At the end of February, the Government announced that sex education was to become a compulsory part of the national curriculum. Apparently, among other things, sexting, self-generated images and the harms associated with pornography are to be addressed within the new arrangements that schools will be making.
Yesterday evening the age verification part of the Digital Economy Bill received its final outing in the House of Lords so I think we can confidently say we have reached an important point of inflection. The government deserves to be congratulated for moving forward on both fronts in step in this way.
When, exactly, the age verification law will come into effect has still to be determined and it is also the case anyway that because the Lords changed the Bill it has to go back to the Commons to see if they agree. I think it is likely they will but unless and until that has happened we should all keep the champagne on ice.
In relation to the age verification provisions, it will, of course, be vital to monitor the efficacy of the new arrangements. As the various clauses came under intense scrutiny in the Lords a few rough edges were revealed in terms of the definitions to be used in relation to the sorts of material which the Regulator ought to disallow on a site that wants to be accepted as being an age verified site.
However, in responding to various points coming from the opposition parties the Minister made two telling comments:
We absolutely do not intend to create a regime that unintentionally legitimises all types of sexually explicit content as long as age verification controls are in place. We are most definitely not saying that material not allowed under other legislation is allowed if age verification is in place.
That is why (we make) it absolutely clear that content behind age verification controls can still be subject to criminal sanctions provided by existing legislation.
- But we concede that there is unfinished business here. Having protected children, we still need to examine other online safety issues ….. my department is leading cross-government work on an internet safety strategy that aims to make the UK the safest place in the world to go online.

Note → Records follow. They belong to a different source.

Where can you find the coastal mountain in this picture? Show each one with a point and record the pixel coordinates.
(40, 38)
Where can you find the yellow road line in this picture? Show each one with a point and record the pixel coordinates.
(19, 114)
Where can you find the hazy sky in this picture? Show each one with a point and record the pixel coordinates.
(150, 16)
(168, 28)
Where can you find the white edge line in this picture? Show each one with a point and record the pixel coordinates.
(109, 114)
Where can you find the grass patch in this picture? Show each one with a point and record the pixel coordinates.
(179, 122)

The Minister, not unfairly, made the further observation that the prime focus of Part 3 of the Bill had been to achieve a higher degree of online child safety by establishing an age verification regime for commercial pornography websites. This is a world first for a liberal democracy and goodness knows there is much that needs to be done to get it all working properly and in a privacy-respecting manner.
It was never envisaged that the Bill was to be a trigger for a wider debate about what sorts of pornography are more or less acceptable, whether being viewed by children or not. But just because children cannot view certain types of material, because they are behind an age verification wall, it does not mean that its continued availability to adults does not constitute a threat to children. Such material might encourage, promote or appear to legitimize or condone harmful behaviours which either directly or indirectly put children at risk. That was most certainly the view expressed by several Peers who tried, unsuccessfully, to get the House of Lords to adopt a more expansive remit. Nevertheless, in the cross-government exercise to which the Minister referred perhaps these matters can be looked at with a view to bringing in new legislation if necessary.
However, to return to the Minister’s remarks about ….We are most definitely not saying that material not allowed under other legislation is allowed if age verification is in place.
Does this mean that if the Regulator finds any such material it must require it to be removed? It would look very odd indeed, would it not, if a web site owner were ever charged with breaking the law for publishing material found on an age verified web site when that same site had been given the green light under a system ushered in by an Act of Parliament? Hey ho. It all adds to the gaiety of the nation.